En un momento histórico marcado por tensiones internacionales, conflictos armados y una creciente sensación de incertidumbre global, León XIV lanzó una advertencia que resonó con fuerza desde el corazón del Vaticano: solo el amor puede vencer las amenazas de guerra.
La declaración fue pronunciada el 7 de marzo en la Sala Clementina, durante el encuentro con más de 350 autoridades civiles, militares y capellanes del Ordinariato Militar para Italia, que celebran el centenario de esta institución pastoral que acompaña espiritualmente a las Fuerzas Armadas.
Las palabras del Papa no fueron un simple discurso protocolar. Fueron, para muchos observadores, un llamado urgente a la conciencia del mundo.
UN MUNDO QUE VUELVE A TEMER LA GUERRA
El Santo Padre comenzó su intervención con un saludo simple pero cargado de significado:
“La paz sea con vosotros”.
Sin embargo, rápidamente dejó en claro que la paz no puede darse por garantizada. Advirtió que la humanidad vive en una época que corre el riesgo de perder la memoria histórica, una pérdida que puede tener consecuencias peligrosas.

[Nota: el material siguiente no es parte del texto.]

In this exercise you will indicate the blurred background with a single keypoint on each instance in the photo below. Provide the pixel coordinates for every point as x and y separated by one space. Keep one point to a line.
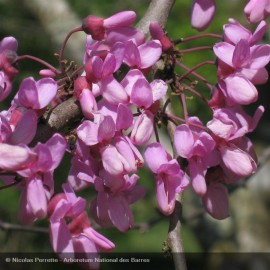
40 27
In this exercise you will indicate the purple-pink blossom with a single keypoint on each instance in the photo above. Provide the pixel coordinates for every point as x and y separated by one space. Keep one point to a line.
170 179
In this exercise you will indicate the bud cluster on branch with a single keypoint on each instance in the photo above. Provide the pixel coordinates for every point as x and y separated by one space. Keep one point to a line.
117 96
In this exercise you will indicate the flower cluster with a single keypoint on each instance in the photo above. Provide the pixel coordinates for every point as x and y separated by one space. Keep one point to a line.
121 97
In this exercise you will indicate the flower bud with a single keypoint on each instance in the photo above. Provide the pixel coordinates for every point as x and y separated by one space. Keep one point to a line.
93 25
80 84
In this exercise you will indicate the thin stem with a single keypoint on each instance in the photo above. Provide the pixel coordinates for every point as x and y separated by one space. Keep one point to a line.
202 48
184 104
174 236
46 64
61 53
10 185
187 39
176 118
196 67
193 91
209 85
156 131
16 227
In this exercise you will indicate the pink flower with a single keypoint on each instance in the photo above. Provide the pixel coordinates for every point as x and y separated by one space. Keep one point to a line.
8 55
115 194
36 94
120 158
198 147
14 158
99 27
142 93
158 33
216 198
76 239
39 185
257 10
231 123
143 128
82 91
83 167
236 152
170 179
101 130
5 86
22 124
203 12
144 55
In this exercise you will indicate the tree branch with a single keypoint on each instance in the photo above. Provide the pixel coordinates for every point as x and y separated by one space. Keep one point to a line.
158 10
17 227
69 110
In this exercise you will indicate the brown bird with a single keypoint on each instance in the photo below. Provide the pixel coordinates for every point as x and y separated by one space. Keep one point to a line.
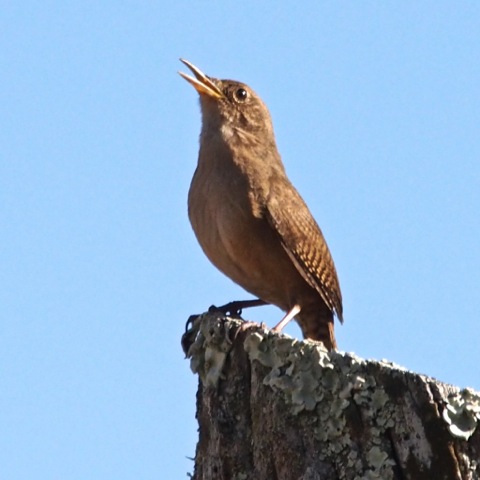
249 219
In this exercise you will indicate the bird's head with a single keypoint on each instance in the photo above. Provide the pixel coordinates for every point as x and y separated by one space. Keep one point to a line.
230 107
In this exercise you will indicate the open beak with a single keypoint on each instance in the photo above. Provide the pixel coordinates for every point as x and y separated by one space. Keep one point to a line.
202 84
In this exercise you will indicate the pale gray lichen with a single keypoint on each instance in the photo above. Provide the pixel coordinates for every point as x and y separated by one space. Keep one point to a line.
210 349
462 413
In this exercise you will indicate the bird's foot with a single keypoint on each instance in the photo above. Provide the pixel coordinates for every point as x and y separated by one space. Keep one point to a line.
234 309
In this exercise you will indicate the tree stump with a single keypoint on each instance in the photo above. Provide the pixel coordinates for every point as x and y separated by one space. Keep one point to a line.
271 407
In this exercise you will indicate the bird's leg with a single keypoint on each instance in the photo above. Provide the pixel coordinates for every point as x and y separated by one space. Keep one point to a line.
295 310
235 308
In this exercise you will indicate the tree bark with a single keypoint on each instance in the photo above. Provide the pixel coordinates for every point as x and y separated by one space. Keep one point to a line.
275 408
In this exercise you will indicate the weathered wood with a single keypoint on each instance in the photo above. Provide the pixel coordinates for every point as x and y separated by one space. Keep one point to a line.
272 407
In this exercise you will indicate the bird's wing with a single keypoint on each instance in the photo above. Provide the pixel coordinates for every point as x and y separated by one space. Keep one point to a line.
303 241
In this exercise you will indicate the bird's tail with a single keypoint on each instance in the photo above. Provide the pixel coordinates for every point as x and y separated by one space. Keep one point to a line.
316 326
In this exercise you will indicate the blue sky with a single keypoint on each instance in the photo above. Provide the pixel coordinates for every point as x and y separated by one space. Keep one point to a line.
376 111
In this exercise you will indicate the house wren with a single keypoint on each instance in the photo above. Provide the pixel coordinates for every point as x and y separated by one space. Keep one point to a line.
249 219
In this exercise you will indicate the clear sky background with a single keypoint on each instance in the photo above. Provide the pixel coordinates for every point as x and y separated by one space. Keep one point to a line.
376 107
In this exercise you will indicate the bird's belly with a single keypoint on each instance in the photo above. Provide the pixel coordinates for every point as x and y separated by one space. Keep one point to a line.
243 247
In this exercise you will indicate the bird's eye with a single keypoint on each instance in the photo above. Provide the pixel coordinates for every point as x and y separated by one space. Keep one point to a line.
241 95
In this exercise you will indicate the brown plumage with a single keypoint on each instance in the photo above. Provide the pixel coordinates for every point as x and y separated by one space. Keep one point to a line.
249 219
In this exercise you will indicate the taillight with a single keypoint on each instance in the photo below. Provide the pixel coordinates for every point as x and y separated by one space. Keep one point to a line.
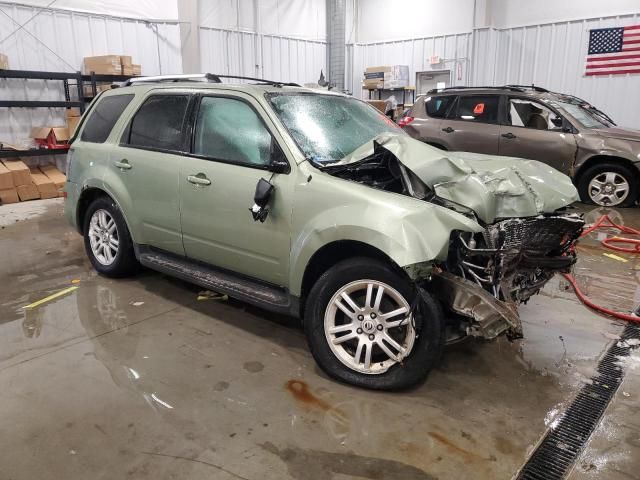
404 121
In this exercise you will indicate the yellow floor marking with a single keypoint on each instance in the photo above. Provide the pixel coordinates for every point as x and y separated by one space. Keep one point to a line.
49 298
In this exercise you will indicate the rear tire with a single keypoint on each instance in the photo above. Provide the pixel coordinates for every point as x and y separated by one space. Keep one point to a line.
369 328
107 240
604 185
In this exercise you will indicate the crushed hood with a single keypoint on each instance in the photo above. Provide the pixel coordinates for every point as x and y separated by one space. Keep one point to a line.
492 186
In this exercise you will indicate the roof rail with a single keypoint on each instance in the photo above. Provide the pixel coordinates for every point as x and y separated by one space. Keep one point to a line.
508 87
529 87
186 77
201 77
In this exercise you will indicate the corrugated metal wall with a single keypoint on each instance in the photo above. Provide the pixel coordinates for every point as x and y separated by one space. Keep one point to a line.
72 36
553 56
272 57
454 49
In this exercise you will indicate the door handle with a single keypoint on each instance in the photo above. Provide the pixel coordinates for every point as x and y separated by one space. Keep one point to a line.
123 164
199 179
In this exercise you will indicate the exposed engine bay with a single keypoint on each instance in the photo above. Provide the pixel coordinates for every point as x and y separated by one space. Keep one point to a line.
486 275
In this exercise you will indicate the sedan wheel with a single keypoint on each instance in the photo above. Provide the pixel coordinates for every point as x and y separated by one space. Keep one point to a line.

Según explicó, nuestra sociedad posee una capacidad extraordinaria para transmitir información, pero cada vez menos capacidad para interiorizarla y aprender de ella.
La memoria, recordó el Papa, no es un simple archivo del pasado.
Para los cristianos, es algo mucho más profundo: una conciencia viva que nos llama a la responsabilidad.
Y esa responsabilidad incluye enfrentar una verdad incómoda: la guerra sigue siendo una amenaza permanente para la humanidad.
LA FRASE QUE SACUDIÓ EL DISCURSO
En el corazón de su mensaje, el Papa citó un pasaje clave del Concilio Vaticano II, que sigue teniendo una sorprendente actualidad: “Los hombres, en cuanto pecadores, están y estarán siempre bajo la amenaza de la guerra; pero en cuanto logran, unidos en el amor, vencer el pecado, vencen también la violencia”.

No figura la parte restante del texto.